The problem with the carry trade is the uncertainty that comes with exchange rates. The rapidly changing forex exchange rates make it important for a trader to consider more than just the interest rate on a carry trade. The directional trend of the pair should also be taken into consideration since a move in the wrong direction can easily wipe out any profits made from the interest differential in the carry trade. That means a large loss can be realized even as the trader makes money on the interest rate difference.
- Is the carry trade profitable?
There’s a theory that any interest rate differential should be offset by a corresponding change in the value of the currencies involved. So, in an efficient market the currency with the higher yield should depreciate to offset that higher yield. However historical data shows that this is not the case. In most carry trade situations, the higher yielding currency also appreciates versus the lower yielding currency, letting traders not only collect the yield differential, but also collect a return on the appreciation of the higher yielding currency.

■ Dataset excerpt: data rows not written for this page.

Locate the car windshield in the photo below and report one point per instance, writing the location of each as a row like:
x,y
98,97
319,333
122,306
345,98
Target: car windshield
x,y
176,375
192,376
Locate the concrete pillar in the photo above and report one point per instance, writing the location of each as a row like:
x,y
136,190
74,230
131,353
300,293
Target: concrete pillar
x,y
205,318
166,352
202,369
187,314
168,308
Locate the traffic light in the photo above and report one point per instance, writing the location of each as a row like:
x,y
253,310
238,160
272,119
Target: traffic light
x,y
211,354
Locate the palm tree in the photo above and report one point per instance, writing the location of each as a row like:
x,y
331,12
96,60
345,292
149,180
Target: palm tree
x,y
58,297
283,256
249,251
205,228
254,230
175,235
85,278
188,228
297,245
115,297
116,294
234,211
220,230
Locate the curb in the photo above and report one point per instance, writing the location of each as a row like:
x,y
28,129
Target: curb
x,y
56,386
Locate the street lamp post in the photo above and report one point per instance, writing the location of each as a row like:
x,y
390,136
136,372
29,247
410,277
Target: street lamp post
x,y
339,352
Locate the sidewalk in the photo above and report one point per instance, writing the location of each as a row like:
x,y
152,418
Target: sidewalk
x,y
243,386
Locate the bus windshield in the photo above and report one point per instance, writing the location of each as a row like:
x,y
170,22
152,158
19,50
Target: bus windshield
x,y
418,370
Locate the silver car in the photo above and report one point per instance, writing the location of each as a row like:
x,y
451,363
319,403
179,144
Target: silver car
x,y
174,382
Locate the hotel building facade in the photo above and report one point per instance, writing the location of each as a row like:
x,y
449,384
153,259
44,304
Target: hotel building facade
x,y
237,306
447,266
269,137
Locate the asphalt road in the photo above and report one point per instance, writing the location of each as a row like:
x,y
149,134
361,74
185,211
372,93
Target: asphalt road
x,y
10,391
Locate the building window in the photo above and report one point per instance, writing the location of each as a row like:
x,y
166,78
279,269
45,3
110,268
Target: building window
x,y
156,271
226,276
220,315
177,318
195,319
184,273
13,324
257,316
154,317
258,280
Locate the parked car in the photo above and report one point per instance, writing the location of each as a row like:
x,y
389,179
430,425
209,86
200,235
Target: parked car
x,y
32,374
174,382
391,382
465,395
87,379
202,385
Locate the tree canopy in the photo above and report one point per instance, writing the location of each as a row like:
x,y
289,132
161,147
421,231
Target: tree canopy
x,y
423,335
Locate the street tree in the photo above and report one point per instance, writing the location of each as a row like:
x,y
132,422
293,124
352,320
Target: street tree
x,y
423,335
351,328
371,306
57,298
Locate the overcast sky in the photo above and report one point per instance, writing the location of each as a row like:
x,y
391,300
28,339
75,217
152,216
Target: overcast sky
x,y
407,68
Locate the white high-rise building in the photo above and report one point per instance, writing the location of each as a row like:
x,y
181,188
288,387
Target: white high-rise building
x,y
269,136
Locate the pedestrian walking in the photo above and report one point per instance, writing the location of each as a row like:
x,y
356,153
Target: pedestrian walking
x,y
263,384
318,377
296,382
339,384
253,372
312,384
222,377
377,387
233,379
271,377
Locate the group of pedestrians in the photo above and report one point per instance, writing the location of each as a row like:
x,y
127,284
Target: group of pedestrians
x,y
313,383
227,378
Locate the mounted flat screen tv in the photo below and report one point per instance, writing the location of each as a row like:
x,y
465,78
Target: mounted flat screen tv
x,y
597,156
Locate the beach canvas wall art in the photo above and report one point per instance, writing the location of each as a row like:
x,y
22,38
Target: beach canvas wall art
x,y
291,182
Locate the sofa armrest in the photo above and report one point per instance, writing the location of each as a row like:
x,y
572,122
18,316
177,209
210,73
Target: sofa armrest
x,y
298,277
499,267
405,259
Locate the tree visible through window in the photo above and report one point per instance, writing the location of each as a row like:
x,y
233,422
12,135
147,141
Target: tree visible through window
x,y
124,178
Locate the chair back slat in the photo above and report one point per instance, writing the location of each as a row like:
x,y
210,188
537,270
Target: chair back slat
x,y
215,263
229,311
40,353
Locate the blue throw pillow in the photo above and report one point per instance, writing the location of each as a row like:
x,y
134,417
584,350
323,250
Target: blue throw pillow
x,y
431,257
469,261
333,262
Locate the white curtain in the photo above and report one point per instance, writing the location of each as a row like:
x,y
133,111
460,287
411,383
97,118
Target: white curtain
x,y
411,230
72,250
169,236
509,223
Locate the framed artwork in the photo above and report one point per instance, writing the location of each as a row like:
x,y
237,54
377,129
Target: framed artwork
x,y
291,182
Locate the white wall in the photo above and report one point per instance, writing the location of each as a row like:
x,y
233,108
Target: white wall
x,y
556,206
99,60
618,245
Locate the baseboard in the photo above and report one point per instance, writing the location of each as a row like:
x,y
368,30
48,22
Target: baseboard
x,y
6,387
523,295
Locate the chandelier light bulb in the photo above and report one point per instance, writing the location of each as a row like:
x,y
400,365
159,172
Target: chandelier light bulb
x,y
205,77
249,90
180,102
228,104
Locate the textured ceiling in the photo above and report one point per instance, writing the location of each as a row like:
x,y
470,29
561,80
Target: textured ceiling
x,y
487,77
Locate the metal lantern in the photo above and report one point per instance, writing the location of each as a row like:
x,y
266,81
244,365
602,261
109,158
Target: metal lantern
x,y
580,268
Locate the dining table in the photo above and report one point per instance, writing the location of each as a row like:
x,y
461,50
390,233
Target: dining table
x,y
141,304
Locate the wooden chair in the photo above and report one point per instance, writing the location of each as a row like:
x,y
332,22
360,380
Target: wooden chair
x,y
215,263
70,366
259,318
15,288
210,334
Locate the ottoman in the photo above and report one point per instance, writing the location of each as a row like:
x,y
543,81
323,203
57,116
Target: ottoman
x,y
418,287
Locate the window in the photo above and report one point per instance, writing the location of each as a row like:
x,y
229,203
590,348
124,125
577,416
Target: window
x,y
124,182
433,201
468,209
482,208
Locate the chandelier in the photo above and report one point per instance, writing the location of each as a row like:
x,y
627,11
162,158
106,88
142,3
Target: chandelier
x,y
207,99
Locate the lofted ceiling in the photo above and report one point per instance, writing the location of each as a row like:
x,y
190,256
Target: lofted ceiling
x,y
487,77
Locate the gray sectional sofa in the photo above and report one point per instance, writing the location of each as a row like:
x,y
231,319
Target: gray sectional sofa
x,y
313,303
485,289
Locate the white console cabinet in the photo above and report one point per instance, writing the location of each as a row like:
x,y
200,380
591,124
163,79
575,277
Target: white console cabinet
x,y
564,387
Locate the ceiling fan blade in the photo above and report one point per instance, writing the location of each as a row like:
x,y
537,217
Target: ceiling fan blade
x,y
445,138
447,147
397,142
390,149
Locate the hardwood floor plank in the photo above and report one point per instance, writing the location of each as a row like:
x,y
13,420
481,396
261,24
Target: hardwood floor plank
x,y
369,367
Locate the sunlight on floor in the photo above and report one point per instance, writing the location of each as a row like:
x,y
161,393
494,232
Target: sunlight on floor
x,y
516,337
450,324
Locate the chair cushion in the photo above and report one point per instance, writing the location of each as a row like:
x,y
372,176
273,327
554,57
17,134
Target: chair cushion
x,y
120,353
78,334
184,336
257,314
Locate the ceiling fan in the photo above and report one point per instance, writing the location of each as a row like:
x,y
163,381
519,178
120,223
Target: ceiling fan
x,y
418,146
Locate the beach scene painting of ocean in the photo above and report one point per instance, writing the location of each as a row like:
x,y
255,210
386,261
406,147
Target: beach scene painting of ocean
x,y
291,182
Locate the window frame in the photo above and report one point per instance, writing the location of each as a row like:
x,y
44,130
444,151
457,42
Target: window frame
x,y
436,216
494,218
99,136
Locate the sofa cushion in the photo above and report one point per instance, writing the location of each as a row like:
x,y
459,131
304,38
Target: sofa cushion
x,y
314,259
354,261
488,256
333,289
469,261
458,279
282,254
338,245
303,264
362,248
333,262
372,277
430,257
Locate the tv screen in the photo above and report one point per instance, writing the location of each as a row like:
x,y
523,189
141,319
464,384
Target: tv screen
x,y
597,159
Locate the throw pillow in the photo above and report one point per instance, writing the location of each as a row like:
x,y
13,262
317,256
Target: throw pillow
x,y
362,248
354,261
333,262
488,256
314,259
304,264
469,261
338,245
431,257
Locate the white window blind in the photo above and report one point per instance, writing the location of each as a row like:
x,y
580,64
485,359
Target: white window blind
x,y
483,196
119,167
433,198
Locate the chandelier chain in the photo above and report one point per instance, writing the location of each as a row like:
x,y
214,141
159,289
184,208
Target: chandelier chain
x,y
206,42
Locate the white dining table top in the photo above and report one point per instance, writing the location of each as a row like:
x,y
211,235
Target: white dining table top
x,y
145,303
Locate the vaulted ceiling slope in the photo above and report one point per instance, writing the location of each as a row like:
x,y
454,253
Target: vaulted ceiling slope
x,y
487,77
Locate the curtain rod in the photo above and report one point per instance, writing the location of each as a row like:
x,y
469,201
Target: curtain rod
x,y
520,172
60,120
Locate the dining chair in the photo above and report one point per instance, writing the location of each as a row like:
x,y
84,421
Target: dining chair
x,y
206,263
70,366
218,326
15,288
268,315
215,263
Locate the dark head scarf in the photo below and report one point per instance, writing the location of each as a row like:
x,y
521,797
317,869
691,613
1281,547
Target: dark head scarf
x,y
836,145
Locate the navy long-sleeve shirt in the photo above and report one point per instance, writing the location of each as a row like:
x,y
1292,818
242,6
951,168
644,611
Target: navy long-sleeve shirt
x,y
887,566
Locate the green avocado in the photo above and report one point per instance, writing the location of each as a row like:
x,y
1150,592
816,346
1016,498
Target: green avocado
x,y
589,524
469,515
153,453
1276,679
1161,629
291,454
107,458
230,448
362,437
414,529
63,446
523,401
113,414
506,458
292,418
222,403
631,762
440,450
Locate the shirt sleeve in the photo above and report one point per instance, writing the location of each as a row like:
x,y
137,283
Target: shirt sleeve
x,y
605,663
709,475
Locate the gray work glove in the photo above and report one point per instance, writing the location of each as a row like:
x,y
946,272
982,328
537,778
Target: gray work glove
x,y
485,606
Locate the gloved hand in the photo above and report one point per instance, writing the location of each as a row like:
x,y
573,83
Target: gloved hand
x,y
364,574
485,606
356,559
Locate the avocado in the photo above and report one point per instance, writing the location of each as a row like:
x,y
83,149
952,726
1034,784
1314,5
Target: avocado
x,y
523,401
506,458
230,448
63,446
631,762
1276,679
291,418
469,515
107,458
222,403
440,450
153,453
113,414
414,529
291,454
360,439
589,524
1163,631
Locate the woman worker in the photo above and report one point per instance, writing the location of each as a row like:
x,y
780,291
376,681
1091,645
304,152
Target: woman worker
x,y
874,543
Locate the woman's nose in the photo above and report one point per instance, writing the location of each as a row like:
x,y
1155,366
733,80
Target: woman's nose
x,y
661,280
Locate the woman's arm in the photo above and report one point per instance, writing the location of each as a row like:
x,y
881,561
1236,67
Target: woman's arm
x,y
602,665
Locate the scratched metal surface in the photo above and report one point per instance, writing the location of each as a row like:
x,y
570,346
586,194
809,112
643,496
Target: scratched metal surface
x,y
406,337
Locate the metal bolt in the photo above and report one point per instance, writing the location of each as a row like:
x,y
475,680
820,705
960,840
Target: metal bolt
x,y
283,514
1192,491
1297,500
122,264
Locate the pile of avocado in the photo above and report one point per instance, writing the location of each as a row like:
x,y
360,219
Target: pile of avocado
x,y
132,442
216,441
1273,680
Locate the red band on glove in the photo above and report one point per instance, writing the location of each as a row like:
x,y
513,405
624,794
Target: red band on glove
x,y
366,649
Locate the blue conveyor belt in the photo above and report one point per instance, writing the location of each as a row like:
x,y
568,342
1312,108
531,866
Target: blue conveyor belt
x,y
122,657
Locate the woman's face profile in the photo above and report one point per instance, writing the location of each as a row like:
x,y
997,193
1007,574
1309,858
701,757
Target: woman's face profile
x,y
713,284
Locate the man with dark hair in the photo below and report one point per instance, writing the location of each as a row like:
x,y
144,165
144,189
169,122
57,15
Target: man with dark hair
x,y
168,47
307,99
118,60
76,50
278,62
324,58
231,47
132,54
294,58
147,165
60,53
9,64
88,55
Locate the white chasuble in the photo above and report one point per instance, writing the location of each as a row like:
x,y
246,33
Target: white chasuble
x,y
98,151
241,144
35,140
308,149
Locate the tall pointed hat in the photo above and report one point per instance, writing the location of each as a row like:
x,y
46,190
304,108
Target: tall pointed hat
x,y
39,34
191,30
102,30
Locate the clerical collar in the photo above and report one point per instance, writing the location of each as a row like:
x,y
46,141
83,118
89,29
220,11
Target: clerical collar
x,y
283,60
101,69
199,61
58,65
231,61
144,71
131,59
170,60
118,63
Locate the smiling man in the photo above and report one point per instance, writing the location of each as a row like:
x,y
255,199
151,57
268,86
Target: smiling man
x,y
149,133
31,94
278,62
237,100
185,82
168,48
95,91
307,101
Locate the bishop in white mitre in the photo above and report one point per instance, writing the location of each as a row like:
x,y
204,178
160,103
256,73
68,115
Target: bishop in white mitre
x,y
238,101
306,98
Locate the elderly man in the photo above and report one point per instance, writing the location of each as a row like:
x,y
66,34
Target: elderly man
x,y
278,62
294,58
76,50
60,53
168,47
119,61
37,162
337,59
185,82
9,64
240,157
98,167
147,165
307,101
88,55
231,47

- What is the Yen carry trade?
The Yen carry trade, in which traders bought the U.S. dollar for its high yield while selling the almost yield-less Yen, was last in fashion in the earlier part of the 21st century, basically from 2004 to 2008. After the 2008 financial crisis U.S. interest rates dropped enough that the so-called Yen carry trade was no longer profitable. However, the Yen remains at zero interest rates and it is possible to participate in a Yen carry trade by buying the Australian dollar or New Zealand dollar while selling Yen. So in that respect the Yen carry trade remains alive.